QUEEN'S PARK – Marit Stiles, Leader of the Official Opposition NDP, and Deputy Leader Sol Mamakwa (Kiiwetinoong), critic for Indigenous and Treaty Relations, issued the following statement to commemorate the National Day of Truth and Reconciliation:
"Today, on the National Day of Truth and Reconciliation, we solemnly remember Ontario's past—a past marked by profound sorrow and injustice. The enduring effects of genocide and the deep scars of residential schools serve as a reminder of the ongoing journey toward healing and justice.
We remember the missing children who never returned home from these institutions—a tragedy that has shaken our nation's conscience. The pain of losing a loved one this way is something no one should endure. For Indigenous people, this pain is all too common.
To this day, we continue to witness the lasting impacts of these historical injustices. First Nations face ongoing challenges, including boil water advisories and the harmful effects of mining on their territories without consent, a direct consequence of the government's failure to answer their calls for free, prior and informed consent. First Nations continue to suffer from the poisoning and contamination of their lands, another painful reminder that the wounds of the past continue to persist in the present.
Over the past five years, the Ford Conservatives’ disregard for due process has consistently undermined the process of reconciliation. This continued negligence perpetuates the cycle of colonialism and hinders our collective progress as a province.
The provincial government has a crucial role in fixing this crisis, starting with fully acknowledging and respecting the human and Indigenous rights violations at the root of violence against First Nations. Only through sincere acknowledgment and meaningful action can we pave the way for a brighter future.

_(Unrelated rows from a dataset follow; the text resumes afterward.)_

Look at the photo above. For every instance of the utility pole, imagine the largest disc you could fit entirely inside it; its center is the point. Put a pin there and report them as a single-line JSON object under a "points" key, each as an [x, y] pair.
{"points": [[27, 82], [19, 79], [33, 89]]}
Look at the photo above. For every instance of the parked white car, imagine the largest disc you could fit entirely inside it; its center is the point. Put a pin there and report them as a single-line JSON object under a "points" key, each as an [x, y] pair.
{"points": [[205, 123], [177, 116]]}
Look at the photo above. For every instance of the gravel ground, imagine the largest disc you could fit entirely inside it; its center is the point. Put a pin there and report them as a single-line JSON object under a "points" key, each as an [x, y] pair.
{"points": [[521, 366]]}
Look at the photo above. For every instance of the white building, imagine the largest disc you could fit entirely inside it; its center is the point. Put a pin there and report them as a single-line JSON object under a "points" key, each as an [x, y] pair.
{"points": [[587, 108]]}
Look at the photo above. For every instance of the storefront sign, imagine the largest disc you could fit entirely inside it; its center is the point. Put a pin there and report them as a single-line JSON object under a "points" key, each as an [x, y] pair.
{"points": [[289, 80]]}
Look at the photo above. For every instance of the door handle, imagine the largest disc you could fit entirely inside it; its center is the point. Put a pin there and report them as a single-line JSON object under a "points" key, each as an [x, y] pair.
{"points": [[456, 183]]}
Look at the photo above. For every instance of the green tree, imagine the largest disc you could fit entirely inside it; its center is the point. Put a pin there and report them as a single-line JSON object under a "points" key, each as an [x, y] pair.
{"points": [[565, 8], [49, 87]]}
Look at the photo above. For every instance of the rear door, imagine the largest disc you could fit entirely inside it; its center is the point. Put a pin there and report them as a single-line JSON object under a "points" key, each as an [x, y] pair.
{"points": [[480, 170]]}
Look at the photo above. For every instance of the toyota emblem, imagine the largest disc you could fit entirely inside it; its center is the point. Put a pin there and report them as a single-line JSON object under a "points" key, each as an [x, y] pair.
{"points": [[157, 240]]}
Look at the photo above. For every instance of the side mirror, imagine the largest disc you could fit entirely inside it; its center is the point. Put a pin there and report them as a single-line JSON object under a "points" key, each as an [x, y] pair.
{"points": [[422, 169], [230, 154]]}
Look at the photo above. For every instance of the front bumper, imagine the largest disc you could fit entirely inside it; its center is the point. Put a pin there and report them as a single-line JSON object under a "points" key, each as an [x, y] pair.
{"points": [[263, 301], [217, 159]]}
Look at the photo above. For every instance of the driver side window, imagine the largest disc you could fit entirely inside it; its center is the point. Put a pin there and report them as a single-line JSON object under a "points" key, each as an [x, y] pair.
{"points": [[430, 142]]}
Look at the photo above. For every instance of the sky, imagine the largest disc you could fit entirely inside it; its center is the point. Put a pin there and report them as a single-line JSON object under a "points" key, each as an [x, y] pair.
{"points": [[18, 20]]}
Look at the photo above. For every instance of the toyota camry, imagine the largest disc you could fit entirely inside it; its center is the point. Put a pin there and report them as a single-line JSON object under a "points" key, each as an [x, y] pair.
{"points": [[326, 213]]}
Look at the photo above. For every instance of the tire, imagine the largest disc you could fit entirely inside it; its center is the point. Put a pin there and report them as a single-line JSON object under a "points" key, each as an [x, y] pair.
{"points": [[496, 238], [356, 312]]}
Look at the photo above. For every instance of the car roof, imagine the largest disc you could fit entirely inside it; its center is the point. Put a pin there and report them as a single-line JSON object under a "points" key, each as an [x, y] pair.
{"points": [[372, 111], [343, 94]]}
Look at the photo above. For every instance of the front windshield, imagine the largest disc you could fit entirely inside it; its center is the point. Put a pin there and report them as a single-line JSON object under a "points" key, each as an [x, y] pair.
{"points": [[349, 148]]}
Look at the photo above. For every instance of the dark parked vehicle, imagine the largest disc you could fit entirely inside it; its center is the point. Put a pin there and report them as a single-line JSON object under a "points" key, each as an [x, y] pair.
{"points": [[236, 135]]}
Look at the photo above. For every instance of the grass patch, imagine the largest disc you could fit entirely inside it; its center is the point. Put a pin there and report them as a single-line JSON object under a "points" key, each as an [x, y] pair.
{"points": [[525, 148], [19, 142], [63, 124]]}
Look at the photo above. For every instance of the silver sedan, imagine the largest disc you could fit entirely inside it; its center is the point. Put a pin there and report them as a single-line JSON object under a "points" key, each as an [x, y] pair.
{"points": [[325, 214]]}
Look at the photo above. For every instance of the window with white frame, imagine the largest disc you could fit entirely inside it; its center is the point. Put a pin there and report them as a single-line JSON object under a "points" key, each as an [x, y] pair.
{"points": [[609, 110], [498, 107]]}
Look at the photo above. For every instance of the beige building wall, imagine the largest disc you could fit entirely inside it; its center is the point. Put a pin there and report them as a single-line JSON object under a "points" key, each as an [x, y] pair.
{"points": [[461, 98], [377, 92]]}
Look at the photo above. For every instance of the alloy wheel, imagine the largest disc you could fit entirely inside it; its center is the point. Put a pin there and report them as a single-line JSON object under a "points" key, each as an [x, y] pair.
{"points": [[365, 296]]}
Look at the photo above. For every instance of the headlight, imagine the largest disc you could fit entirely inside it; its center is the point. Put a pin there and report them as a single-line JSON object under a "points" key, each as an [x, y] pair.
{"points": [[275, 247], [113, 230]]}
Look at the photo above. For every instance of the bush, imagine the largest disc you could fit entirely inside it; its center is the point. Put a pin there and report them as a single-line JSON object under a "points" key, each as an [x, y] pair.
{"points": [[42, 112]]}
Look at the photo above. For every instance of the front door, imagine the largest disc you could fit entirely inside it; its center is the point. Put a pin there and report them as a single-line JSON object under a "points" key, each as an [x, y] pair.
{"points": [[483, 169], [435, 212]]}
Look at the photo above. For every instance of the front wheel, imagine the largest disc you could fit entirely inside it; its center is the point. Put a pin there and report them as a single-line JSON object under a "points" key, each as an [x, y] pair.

Let us honour this day by acknowledging the truth, embracing reconciliation, and working tirelessly to heal the wounds of the past - ensuring a just and equitable future for all Indigenous peoples.”
Today, we stand in solidarity with Indigenous peoples and commit ourselves to building a future where Indigenous communities can live safely, free from violence and discrimination."
On Thursday, Deputy Leader Sol Mamakwa stood in the Legislature and, for the first time, bravely recounted some of his lived experience at the Wahbon Bay Academy, one of the 18 Indian Residential Schools operated in Ontario.